一方、新興国は成長途上なので、他の国から投資を受け入れたり、技術を学んだりして発展しようとしています。
先進国と新興国に分けることで、そうした国際協力の話題も理解しやすくなるんですね。
先進国と新興国の意味と特徴
それでは、先進国と新興国とは具体的にどんな国のことを指すのでしょうか。
簡単に言うと、次のようにまとめられます。
- 先進国= 経済的に豊かで、技術力や生活水準が高く、社会が成熟した国のこと。
- 新興国= 経済が発展している途中で、これからの成長が期待される国のこと。
先進国とは、世界の中でも特に経済力が高く、人々の暮らしが豊かな国を指します。
工業や技術が発達していて、一人ひとりが稼ぐお金(所得)も多く、教育や医療など社会の仕組みがしっかり整っているのが特徴です。
英語では「Developed Country(発達した国)」とも呼ばれ、その名のとおりすでに発達しきった国というイメージです。
それに対して新興国とは、経済がまさに発展している最中の国々を指します。
「新興」とは「新しく興(おこ)る」、つまり新たに台頭してきているという意味です。
昔はあまり豊かではなかったけれど、近年になって工業化が進んだり経済成長が著しかったりして、世界経済の中で存在感を増してきた国々です。
英語では「Emerging Country(台頭しつつある国)」と呼ばれます。
ちなみに、「新興国」は「発展途上国(はってんとじょうこく)」とほぼ同じ意味で使われます。
学校の教科書などでは発展途上国=開発途上国という言葉の方が出てくるかもしれませんね。

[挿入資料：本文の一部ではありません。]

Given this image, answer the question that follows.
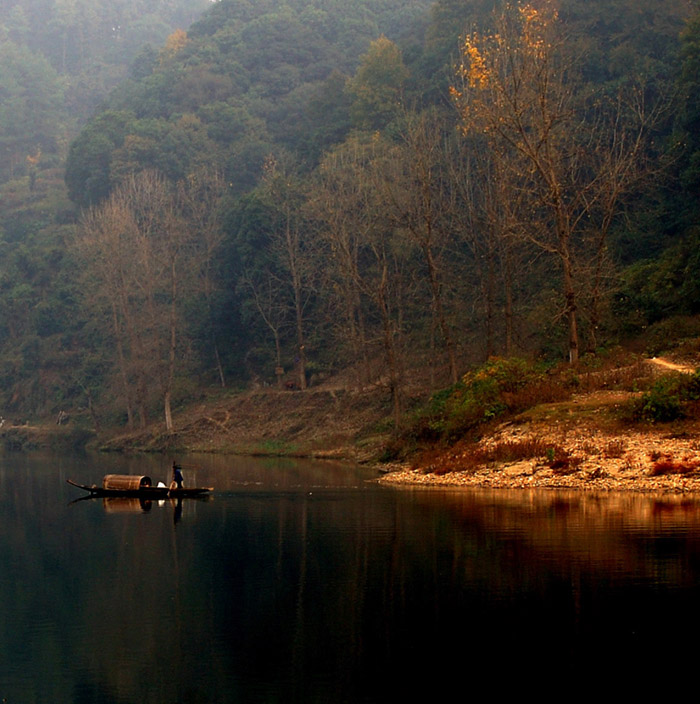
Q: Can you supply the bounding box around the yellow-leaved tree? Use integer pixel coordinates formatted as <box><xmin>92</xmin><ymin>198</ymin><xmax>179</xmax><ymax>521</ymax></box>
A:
<box><xmin>451</xmin><ymin>0</ymin><xmax>658</xmax><ymax>363</ymax></box>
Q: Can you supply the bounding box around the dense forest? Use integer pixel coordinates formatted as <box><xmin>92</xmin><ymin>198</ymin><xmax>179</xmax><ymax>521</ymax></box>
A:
<box><xmin>0</xmin><ymin>0</ymin><xmax>700</xmax><ymax>428</ymax></box>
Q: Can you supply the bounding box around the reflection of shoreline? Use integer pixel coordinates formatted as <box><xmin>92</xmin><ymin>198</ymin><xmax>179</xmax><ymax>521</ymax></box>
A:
<box><xmin>392</xmin><ymin>484</ymin><xmax>700</xmax><ymax>529</ymax></box>
<box><xmin>96</xmin><ymin>496</ymin><xmax>211</xmax><ymax>523</ymax></box>
<box><xmin>400</xmin><ymin>487</ymin><xmax>700</xmax><ymax>585</ymax></box>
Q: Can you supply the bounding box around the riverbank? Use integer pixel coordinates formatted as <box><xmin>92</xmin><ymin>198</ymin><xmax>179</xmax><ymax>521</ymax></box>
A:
<box><xmin>380</xmin><ymin>384</ymin><xmax>700</xmax><ymax>494</ymax></box>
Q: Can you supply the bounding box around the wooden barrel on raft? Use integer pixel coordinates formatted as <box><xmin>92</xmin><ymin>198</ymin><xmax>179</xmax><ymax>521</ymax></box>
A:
<box><xmin>102</xmin><ymin>474</ymin><xmax>151</xmax><ymax>491</ymax></box>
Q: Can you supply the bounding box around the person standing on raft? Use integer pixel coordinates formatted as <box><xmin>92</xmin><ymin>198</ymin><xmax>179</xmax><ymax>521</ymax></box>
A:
<box><xmin>173</xmin><ymin>461</ymin><xmax>184</xmax><ymax>489</ymax></box>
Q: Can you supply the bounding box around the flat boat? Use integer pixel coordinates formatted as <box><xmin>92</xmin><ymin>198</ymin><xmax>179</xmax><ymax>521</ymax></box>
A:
<box><xmin>66</xmin><ymin>474</ymin><xmax>214</xmax><ymax>499</ymax></box>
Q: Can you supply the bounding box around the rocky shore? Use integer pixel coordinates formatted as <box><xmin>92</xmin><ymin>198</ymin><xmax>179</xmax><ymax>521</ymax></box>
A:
<box><xmin>380</xmin><ymin>393</ymin><xmax>700</xmax><ymax>495</ymax></box>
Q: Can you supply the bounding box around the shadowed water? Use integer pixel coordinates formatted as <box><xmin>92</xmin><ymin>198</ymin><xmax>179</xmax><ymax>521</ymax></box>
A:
<box><xmin>0</xmin><ymin>454</ymin><xmax>700</xmax><ymax>704</ymax></box>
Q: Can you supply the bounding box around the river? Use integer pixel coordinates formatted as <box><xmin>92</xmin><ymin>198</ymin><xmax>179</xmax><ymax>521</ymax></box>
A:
<box><xmin>0</xmin><ymin>453</ymin><xmax>700</xmax><ymax>704</ymax></box>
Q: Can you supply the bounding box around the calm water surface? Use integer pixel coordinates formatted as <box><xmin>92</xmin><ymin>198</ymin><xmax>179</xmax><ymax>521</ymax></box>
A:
<box><xmin>0</xmin><ymin>454</ymin><xmax>700</xmax><ymax>704</ymax></box>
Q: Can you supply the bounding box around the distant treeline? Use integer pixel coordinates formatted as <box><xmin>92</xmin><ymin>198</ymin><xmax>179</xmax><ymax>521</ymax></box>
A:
<box><xmin>0</xmin><ymin>0</ymin><xmax>700</xmax><ymax>426</ymax></box>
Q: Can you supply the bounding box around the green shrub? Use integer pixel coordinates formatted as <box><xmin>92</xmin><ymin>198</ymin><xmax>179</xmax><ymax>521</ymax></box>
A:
<box><xmin>391</xmin><ymin>358</ymin><xmax>556</xmax><ymax>456</ymax></box>
<box><xmin>632</xmin><ymin>371</ymin><xmax>700</xmax><ymax>423</ymax></box>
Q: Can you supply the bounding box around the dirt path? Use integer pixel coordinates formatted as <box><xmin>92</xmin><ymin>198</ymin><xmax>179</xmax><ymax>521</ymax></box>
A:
<box><xmin>647</xmin><ymin>357</ymin><xmax>695</xmax><ymax>374</ymax></box>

発展途上国とは、まだ発展している途中の国という意味で、新興国はその中でも特に経済成長が著しくこれからが期待できる国のことを指すことが多いです。
反対に、発展途上国の中でも特に生活水準が低い国々は「後発開発途上国」と呼ばれることもありますが、それらは新興国というよりさらに厳しい状況の国々です。
先進国と新興国の違い
先進国と新興国の大きな違いは「経済力と生活水準の差」と言えます。
先進国では一人当たりの収入(所得)が高く、車や家電なども多くの人が持っています。
毎日の食べ物やきれいな水、電気なども当たり前に使え、学校教育や病院などのサービスも充実しています。簡単に言えば豊かな暮らしができている国が先進国です。
一方、新興国では一人当たりの収入は先進国ほど高くありません。
都市部では高層ビルが立ち並び経済成長が進んでいても、地方にはまだまだ貧しい地域があったりします。
スマホやテレビは普及してきたけれど、最新の技術では先進国に追いついていない部分もあります。
ただし、その分経済の伸びしろ(成長の余地)が大きく、毎年高い経済成長率を記録する国も多いです。「これからどんどん豊かになっていくかもしれない国」が新興国だと言えます。
先進国と新興国では経済成長のスピードも違います。先進国はすでに成熟している分、年々の成長率(GDPの伸び率)はゆるやかです。
それに対して新興国は産業が発展している途中なので、年に5%以上といった高い成長率でぐんぐん経済規模が大きくなることも珍しくありません。
「停滞気味だけど豊かな先進国」と「成長中でこれからが楽しみな新興国」という違いがあるんですね。
世界の先進国・新興国の例
では、具体的に世界にはどんな国が先進国に当てはまり、どんな国が新興国と呼ばれているのでしょうか。
実は、世界には国連加盟国だけでも約190~200の国がありますが、そのうち先進国とみなされている国はごく一部です。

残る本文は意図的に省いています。